Could the next PS Eye – which has been repeatedly patented – be even more precise than the recently revealed Leap camera (which is apparently 100x as precise as the Kinect)?









But the camera wouldn’t be the only thing used to work out exactly what you’re thinking. The patent mentions biometric controllers that measure your heartbeat and even sweat levels. This ties in to previous patents and rumors that the PS4 would have biometric controllers.

Using both these input methods, the console would also work out more personal aspects of your being, such as:

  • Hair style recognized (large, long, afro, bald)
  • Hair color
  • Facial hair recognized
  • Wears glasses
  • Color of clothing
  • Has an eye patch
  • Wears earrings
  • Wears facial jewelry (nose rings, etc)

This aspect of the patent is all the more baffling: while heartrates and sweat levels could potentially show your enjoyment levels of a game, what would your hair color have to do with it? Does Sony think people with blond hair like certain types of games, or that those with nose rings won’t like first person shooters?

In fact, the patent says something that isn’t exactly very politically correct:

Geographic information can even be used to point to cultural differences in players.
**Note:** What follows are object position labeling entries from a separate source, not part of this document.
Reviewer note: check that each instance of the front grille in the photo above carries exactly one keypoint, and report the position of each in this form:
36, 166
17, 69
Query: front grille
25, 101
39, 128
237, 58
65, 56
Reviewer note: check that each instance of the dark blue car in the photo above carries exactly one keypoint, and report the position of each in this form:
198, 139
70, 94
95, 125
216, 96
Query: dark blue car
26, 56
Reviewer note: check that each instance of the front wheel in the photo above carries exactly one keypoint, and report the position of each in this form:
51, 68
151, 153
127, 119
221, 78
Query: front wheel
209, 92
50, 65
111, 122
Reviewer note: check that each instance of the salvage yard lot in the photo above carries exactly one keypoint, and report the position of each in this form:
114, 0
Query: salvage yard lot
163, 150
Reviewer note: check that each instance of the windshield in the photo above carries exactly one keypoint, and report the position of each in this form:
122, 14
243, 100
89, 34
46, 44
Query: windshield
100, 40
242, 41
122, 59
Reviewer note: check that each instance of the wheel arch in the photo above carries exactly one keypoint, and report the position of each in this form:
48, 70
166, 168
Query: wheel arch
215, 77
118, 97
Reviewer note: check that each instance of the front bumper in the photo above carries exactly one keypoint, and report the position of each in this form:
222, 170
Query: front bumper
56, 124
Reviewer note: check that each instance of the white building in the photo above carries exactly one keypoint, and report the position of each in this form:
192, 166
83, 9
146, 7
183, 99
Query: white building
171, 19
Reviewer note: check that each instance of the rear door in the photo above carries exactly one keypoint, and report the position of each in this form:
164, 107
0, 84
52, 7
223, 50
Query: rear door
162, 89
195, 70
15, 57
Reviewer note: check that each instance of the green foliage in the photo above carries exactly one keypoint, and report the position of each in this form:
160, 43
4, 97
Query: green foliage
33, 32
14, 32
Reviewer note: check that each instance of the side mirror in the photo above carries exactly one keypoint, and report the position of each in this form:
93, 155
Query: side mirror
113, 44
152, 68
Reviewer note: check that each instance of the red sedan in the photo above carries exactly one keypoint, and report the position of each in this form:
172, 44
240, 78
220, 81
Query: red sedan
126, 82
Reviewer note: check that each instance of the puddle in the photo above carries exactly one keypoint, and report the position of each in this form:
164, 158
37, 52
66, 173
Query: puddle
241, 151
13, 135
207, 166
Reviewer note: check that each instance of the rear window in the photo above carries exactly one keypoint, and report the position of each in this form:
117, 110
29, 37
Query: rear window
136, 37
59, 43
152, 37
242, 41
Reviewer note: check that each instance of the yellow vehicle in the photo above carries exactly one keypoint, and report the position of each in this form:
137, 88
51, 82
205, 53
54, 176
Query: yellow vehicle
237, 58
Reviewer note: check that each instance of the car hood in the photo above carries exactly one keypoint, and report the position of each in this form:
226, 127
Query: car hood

To get this information, the system could end up “analyzing IP addresses or by using GPS coordinates.”

You won’t be able to escape it when you travel either, with the patent saying that “the system can take the form of a portable gaming device”. If you have a 3G gaming device, it will then track where you play, and somehow work out your surroundings:

The type of games that are played while riding busses, trains or cars, or waiting in lines at a bank or at a bus stop can be tracked, based on geographic data, which can vary while the game is played. Also, indoor vs. outdoor game playing can be tracked, either geographically or using appropriate sensors, such as natural/sunlight detectors, provided for example on a portable gaming device. The geographical inference can even be resolve to the particular type of indoor room in a house or mall, or whether the player is seated at a desk, standing up in front of a TV, or reclining on a couch. Such information can elucidate player behavior and help match players to each other.

Don’t expect to be able to hide much from the system either if you have a Twitter or Facebook account, as it can access “databases such as those of social networks” to get your age and gender.

Of course, all of this is simply a patent and might never see the light of day, but even the fact that Sony could be contemptating such an invasive move sends chills down my spine.